Solve $(x^2+1)(x-1)^2=ax^2, \ a\in\mathbb{R}$ 
Solve $(x^2+1)(x-1)^2=ax^2, \ a\in\mathbb{R}$. Discuss.

This is the entire text of the problem. I am really unsure what the authors meant by discuss here? Is it to find $x$ based on $a$ and then separate by cases? What I tried doing is to raise to power and multiply the parentheses, but I'm not sure what to do next:
$$(x^2+1)(x-1)^2-ax^2 =0 \iff (x^2+1)(x^2-2x+1)-ax^2 = 0 \iff \\ \iff x^4 -2x^3+(2-a)x^2-2x+1 = 0$$
What I noticed is that this looks like a symmetric polynomial, would that help? And, again, how would I "discuss" that?

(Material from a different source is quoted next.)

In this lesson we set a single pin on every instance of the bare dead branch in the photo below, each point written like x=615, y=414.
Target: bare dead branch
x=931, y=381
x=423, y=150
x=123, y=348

 A: $(x^2+1)(x-1)^2=ax^2\quad\color{blue}{(*)}$
Since $\,x=0\,$ is not a solution of the equation $(*)\,,\,$ we can divide by $\,x^2$ both sides of $(*)$ and get the following equivalent equation:
$\left(x+\dfrac1x\right)\left(x+\dfrac1x-2\right)=a\;.$
By letting $\;t=x+\dfrac1x\,,\,$ we get the following equation:
$t\,(t-2)=a\quad\color{blue}{(**)}$
which does not have any real solution if $\,a<-1\,.$
Whereas, if $\,a\geqslant-1\,,\,$ $(**)$ has the following real solutions :
$t=1\pm\sqrt{a+1}$.
Moreover, since $\;t=x+\dfrac1x\,,\,$ it follows that
$x+\dfrac1x=1\pm\sqrt{a+1}\;\;,$
$x^2-\left(1\pm\sqrt{a+1}\right)x+1=0\quad\color{blue}{(*\!*\!*)}$
which is equivalent to the equation $(*)$.

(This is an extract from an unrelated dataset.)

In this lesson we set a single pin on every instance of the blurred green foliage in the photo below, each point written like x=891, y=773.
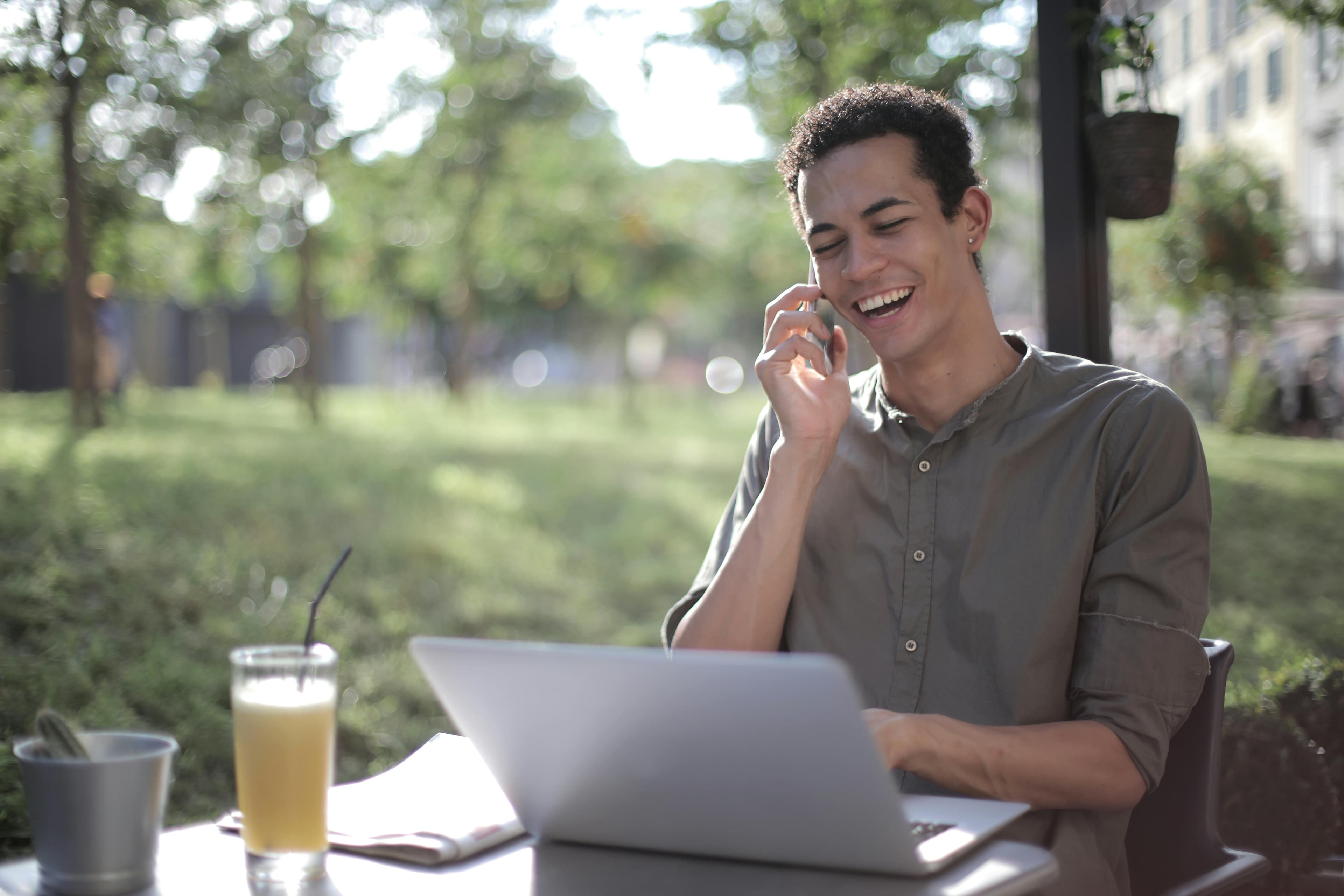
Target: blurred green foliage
x=1279, y=507
x=795, y=53
x=1276, y=796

If $\;a<0\,,\,$ the equation $(*\!*\!*)$ does not have any real solution.
If $\;0\leqslant a<8\,,\,$ the equation $(*\!*\!*)$ has the following two real solutions:
$x=\dfrac{1+\sqrt{a+1}\pm\sqrt{a-2+2\sqrt{a+1}}}2\,.$
Whereas, if $\,a\geqslant8\,,\,$ the equation $(*\!*\!*)$ also has other two real solutions:
$x=\dfrac{1-\sqrt{a+1}\pm\sqrt{a-2-2\sqrt{a+1}}}2\,.$
A: This is not a full solution. Just pointers.

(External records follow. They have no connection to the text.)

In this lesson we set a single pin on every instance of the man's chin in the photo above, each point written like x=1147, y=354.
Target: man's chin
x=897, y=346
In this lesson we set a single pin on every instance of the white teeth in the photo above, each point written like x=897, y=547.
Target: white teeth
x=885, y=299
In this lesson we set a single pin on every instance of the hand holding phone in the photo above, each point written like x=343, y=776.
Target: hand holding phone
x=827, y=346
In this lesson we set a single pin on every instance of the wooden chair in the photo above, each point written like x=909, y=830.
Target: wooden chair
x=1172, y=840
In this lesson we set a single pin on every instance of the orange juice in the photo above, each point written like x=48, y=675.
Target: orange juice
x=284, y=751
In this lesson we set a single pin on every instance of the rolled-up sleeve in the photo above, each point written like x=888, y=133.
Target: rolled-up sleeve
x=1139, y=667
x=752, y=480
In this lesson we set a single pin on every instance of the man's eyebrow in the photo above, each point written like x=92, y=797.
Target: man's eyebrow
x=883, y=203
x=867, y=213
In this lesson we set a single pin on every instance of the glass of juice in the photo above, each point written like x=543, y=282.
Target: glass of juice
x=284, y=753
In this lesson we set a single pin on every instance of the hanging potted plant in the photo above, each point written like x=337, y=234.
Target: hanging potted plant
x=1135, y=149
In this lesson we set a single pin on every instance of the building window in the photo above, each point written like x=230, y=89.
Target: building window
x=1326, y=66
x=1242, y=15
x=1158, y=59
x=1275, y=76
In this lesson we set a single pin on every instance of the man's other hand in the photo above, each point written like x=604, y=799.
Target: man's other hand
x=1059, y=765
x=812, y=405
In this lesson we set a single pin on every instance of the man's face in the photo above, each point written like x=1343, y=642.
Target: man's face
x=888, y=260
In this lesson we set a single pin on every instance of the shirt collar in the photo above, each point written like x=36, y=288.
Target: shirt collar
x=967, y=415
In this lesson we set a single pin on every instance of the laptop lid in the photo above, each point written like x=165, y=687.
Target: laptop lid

Start with $a\lt 0:\text{ no solution}$ since left side of equal is positive and the right side must be positive as well
Since you’re at it, try $a=0\Rightarrow x=1:\text{two real and two complex roots}$
Then move to $a\gt 0, x=\tan t:(x^2+1)(x-1)^2=ax^2\Leftrightarrow a\sin^2(2t)+4\sin(2t)-4=0$ and analyze $ay^2+4y-4=0,a\gt 0, -1\le y\le 1$